Le chef du gouvernement Silvio Berlusconi luttait lundi pour sa survie politique, démentant toute velléité de démission alors que l'étau des marchés se resserrait sur l'Italie, mise sous surveillance par le FMI et Bruxelles, et blâmée pour son manque de crédibilité.

«Je ne comprends pas comment ont pu circuler les rumeurs sur ma démission, elles sont dénuées de fondement. Je veux regarder droit dans les yeux ceux qui essayent de me trahir», a déclaré le Cavaliere au quotidien de droite Libero.

La pression se fait plus forte sur Silvio Berlusconi qui, sur le papier, n'aurait plus la majorité absolue de 316 députés à la Chambre.

Mais dans la soirée, le président du Conseil a multiplié les messages -sur Facebook ou dans des communiqués officiels- pour se déclarer une nouvelle fois «convaincu» d'avoir la majorité «pour faire les réformes que l'Europe nous demande et qui servent à relancer l'économie».

Il a aussi rejeté tout gouvernement d'unité nationale incluant la gauche.

Aux prises avec la défection de trois députés de son parti, le PDL, qui ont rallié l'opposition centriste, il fait face en outre à l'émergence d'un groupe d'une vingtaine de «mécontents» au sein de sa formation dont le vote ne serait plus garanti.

Le premier vote test pour le chef du gouvernement aura lieu mardi et portera sur l'approbation par la Chambre du bilan 2010 de l'État italien avant un vote de confiance dans les prochains jours sur les mesures contre la crise promises fin octobre à l'Union européenne.

Ces rumeurs de démission ont été déclenchées par des déclarations d'un de ses proches, Giuliano Ferrara, et alimentées par des informations sur une rencontre entre le Cavaliere, ses enfants et le patron de son empire médiatique Mediaset, à Arcore, près de Milan, pour parler d'une éventuelle démission.

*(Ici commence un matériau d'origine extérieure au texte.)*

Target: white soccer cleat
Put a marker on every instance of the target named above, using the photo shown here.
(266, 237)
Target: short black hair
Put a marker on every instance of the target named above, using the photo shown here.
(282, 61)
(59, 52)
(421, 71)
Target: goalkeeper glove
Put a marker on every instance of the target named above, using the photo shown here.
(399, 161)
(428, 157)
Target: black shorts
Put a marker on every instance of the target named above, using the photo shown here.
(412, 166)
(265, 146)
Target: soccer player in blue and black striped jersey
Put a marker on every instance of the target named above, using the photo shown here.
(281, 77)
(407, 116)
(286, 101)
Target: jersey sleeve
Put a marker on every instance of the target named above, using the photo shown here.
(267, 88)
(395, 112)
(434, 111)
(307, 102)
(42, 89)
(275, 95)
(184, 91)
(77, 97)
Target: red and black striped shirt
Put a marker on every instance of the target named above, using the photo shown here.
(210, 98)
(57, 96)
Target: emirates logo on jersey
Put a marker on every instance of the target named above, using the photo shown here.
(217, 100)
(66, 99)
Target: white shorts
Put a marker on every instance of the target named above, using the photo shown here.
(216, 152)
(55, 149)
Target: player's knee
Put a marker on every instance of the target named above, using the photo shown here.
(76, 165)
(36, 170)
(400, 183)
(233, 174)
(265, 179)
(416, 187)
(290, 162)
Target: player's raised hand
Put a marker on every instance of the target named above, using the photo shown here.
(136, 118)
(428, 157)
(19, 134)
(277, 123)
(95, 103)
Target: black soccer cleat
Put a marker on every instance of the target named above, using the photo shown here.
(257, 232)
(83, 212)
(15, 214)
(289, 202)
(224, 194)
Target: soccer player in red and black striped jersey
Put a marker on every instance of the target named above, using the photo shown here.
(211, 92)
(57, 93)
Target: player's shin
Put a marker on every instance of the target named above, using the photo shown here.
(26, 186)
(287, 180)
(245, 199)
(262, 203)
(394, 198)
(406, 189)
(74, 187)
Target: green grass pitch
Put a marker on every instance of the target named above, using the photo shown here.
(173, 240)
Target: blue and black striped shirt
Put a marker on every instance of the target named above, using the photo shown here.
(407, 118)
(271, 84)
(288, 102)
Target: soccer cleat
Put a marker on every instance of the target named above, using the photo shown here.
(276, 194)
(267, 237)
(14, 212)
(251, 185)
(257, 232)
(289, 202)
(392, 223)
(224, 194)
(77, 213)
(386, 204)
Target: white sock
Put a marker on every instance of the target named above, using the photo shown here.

«Que Berlusconi soit sur le point de céder la place, c'est désormais une chose claire, c'est une question d'heures, voire de minutes», a affirmé M. Ferrara, directeur du journal de droite Il Foglio, avant de revenir sur ses propos en soulignant qu'il le lui conseillait comme «seule voie de sortie possible».

La réaction des marchés a été immédiate. Alors qu'elle avait lâché plus de 2% en début de séance, la Bourse de Milan a brusquement inversé la tendance et a bondi de près de 3% à la mi-journée en raison de ces rumeurs.

Après le démenti, sa progression a ralenti, mais elle a tout de même terminé la séance sur une hausse de 1,32% alors que Paris et Francfort ont fini dans le rouge, les investisseurs pariant sur une fin prochaine du gouvernement Berlusconi, seule solution, selon eux, pour rétablir la crédibilité de l'Italie.

Malgré l'adoption cet été de mesures d'austérité draconiennes, censées permettre au pays d'atteindre l'équilibre budgétaire en 2013 et de réduire sa dette colossale de 1900 milliards d'euros (120% du PIB), et les promesses de réformes pour relancer la croissance, les marchés ne croient plus à la capacité de Silvio Berlusconi de faire face à la crise.

«Le gouvernement est au point mort et de moins en moins crédible», souligne Tommaso Federici, responsable de la gestion à la banque Banca Ifigest.

Sur le marché obligataire, les investisseurs continuaient donc à faire pression sur la dette italienne et les taux italiens à dix ans, qui ont franchi un nouveau record historique lundi, s'inscrivant toujours au-dessus de 6,6% vers 17 h GMT.

Et «les 7% seront atteints d'ici peu», pronostique Cyril Regnat, de la banque Natixis, un niveau auquel l'Italie ne serait «pas capable» de faire face «de longs mois durant».

Face à la gravité de la situation, le commissaire européen aux Affaires économiques, Olli Rehn, a jugé «essentiel que l'Italie respecte ses engagements budgétaires et intensifie les réformes structurelles», avant une réunion des ministres des Finances de la zone euro à Bruxelles.

Le ministre allemand des Finances Wolfgang Schäuble a jugé en revanche injustifiée la nervosité actuelle des marchés à l'égard de l'Italie qui n'est «pas dans une situation comparable» à celle de la Grèce.

Après la mise sous surveillance de la péninsule par le FMI, au G20 de Cannes, et par l'UE, Bruxelles a en outre confirmé que sa mission arriverait à Rome «cette semaine», ajoutant qu'un «questionnaire» avait déjà été envoyé au gouvernement pour lui demander de «clarifier» le calendrier et l'impact budgétaire de ses réformes.

Adressant un message se voulant rassurant, le fidèle bras droit de M. Berlusconi, Gianni Letta, a promis que les engagements de l'Italie seraient tenus «quels que soient les événements».